Many spark users who are using Hadoop as storage under the Spark computation is asking if Hadoop 3.0 vs Spark 2.x compatible or not. Spark 2.2.1 was released the 1st week of Dec 2017 and Hadoop 3.0 GA was released on 2nd week of Dec 2017. It is obvious that this compatibility is not fully tested and it not running anywhere in production.
Hadoop 3.0 vs Spark 2.x comparison
Hadoop 3.0 brings lot of new features under its hood and Apache Spark 2.2.1 also has many few functions and both big-data frameworks. Both these frameworks don’t serve the same purposes. Hadoop 3.0 is essentially a distributed data infrastructure with efficient storage: It distributes massive data collections across multiple nodes within a cluster of commodity servers, which means you don’t need to buy and maintain expensive custom hardware. It also indexes and keeps track of that data, enabling big-data processing and analytics far more effectively than was possible previously. Spark, on the other hand, is a data-processing tool that operates on those distributed data collections; it doesn’t do distributed storage.
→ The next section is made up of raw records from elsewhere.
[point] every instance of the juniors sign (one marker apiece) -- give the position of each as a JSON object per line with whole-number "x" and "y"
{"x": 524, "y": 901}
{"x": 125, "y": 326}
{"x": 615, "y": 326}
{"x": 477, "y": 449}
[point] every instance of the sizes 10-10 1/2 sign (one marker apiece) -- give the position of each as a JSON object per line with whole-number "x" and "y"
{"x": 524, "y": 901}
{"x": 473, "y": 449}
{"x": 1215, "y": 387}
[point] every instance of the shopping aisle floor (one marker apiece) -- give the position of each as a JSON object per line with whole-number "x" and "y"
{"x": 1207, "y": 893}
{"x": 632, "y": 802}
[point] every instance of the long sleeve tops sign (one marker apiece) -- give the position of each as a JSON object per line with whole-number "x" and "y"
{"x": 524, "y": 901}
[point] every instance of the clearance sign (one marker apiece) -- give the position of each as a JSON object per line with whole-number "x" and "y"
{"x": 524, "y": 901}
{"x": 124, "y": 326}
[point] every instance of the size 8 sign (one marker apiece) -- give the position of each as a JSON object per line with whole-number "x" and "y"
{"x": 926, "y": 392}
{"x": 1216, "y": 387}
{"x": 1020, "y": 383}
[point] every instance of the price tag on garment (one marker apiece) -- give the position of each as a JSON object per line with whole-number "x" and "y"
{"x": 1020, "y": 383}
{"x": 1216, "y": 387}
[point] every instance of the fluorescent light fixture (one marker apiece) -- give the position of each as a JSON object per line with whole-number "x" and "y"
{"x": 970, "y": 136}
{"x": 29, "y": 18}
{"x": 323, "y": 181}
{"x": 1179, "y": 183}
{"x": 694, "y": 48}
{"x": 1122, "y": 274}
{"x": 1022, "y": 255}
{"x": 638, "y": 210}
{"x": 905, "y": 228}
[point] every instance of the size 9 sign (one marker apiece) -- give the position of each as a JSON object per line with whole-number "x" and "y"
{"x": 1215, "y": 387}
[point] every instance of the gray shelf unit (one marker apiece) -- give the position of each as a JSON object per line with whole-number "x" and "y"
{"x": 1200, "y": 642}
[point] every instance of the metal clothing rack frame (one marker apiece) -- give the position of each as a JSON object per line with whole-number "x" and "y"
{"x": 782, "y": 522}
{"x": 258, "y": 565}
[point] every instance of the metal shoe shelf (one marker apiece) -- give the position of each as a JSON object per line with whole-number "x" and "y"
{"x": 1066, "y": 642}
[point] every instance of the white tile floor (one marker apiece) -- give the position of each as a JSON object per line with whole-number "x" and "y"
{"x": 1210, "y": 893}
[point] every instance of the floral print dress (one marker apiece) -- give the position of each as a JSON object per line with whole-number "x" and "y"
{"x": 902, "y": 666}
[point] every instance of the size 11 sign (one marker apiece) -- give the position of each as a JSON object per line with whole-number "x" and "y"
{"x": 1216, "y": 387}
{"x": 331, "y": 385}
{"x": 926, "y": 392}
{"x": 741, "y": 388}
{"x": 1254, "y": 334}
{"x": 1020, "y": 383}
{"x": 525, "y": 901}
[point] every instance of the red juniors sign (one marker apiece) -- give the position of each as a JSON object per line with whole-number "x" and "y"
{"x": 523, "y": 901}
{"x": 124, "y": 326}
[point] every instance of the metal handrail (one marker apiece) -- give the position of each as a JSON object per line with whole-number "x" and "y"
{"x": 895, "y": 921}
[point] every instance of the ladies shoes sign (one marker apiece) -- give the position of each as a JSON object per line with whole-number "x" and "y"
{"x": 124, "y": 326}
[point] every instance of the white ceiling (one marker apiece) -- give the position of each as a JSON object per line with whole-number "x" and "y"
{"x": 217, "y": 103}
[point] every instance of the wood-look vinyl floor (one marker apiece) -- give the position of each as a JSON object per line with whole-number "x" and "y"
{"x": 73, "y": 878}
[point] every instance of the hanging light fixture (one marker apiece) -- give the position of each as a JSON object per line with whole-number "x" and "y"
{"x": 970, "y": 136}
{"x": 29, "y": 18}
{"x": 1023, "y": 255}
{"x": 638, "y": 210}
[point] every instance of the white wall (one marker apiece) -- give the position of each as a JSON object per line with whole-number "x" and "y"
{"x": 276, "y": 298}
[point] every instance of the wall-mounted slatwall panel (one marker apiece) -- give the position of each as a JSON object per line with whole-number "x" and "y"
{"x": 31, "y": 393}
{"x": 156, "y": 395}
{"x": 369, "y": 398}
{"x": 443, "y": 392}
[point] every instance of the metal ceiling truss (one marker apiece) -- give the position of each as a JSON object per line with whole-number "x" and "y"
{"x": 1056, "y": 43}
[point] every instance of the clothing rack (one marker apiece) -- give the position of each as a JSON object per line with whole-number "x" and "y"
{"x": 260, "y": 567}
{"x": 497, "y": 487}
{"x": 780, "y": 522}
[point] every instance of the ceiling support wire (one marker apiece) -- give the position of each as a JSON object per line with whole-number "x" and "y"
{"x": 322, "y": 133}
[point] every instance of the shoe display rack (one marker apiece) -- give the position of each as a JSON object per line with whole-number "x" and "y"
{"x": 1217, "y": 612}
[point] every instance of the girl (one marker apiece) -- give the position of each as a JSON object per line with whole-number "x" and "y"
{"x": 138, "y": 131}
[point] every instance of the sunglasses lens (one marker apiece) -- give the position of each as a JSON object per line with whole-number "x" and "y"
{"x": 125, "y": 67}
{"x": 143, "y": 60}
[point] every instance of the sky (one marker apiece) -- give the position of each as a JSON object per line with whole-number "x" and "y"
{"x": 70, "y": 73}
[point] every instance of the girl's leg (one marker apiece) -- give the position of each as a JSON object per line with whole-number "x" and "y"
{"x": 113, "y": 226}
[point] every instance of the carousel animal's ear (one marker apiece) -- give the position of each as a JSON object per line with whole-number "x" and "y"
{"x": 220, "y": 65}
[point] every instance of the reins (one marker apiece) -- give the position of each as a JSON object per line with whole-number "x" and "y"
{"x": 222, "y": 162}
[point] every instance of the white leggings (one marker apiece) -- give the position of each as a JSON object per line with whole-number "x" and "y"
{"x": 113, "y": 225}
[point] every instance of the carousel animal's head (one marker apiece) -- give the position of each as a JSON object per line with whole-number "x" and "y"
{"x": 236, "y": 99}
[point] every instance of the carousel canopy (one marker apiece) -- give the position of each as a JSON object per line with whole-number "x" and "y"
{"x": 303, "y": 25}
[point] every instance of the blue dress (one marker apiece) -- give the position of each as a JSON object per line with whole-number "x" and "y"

Really need Hadoop 3.0 for Spark
You can use one without the other. Hadoop 3.0 includes not just a storage component, known as the Hadoop Distributed File System with erasure coding implementation, but also a computing component called MapReduce, so you don’t need Spark 2.x to get your computing done. Vise versa, one can also use Spark 2.x without Hadoop 3.x. Spark 2.x does not come with its own file management system , so it needs to be integrated with one — if not HDFS, then another cloud-based data platform (Cassandra, HBase, and S3). Spark 2.x was designed for Hadoop, however, so many agree they’re better together.
Hadoop 3.x MapReduce Vs Spark 2.x Computation
Spark is certainly speedier than MapReduce. Spark 2.x is generally a lot faster than MapReduce because of the way it processes data. While MapReduce operates in steps, Spark operates on the whole data set in one fell swoop. “The MapReduce workflow looks like this: read data from the cluster, perform an operation, write results to the cluster, read updated data from the cluster, perform next operation, write next results to the cluster, etc.,” explained Kirk Borne, principal data scientist at Booz Allen Hamilton. Spark, on the other hand, completes the full data analytics operations in-memory and in near real-time: “Read data from the cluster, perform all of the requisite analytic operations, write results to the cluster, done,” Borne said. Spark can be as much as 10 times faster than MapReduce for batch processing and up to 100 times faster for in-memory analytics, he said.
Failure recovery: different, but still good
Hadoop is naturally resilient to system faults or failures since data are written to disk after every operation, but Spark has similar built-in resiliency by virtue of the fact that its data objects are stored in something called resilient distributed datasets distributed across the data cluster. “These data objects can be stored in memory or on disks, and RDD provides full recovery from faults or failures,” Borne pointed out.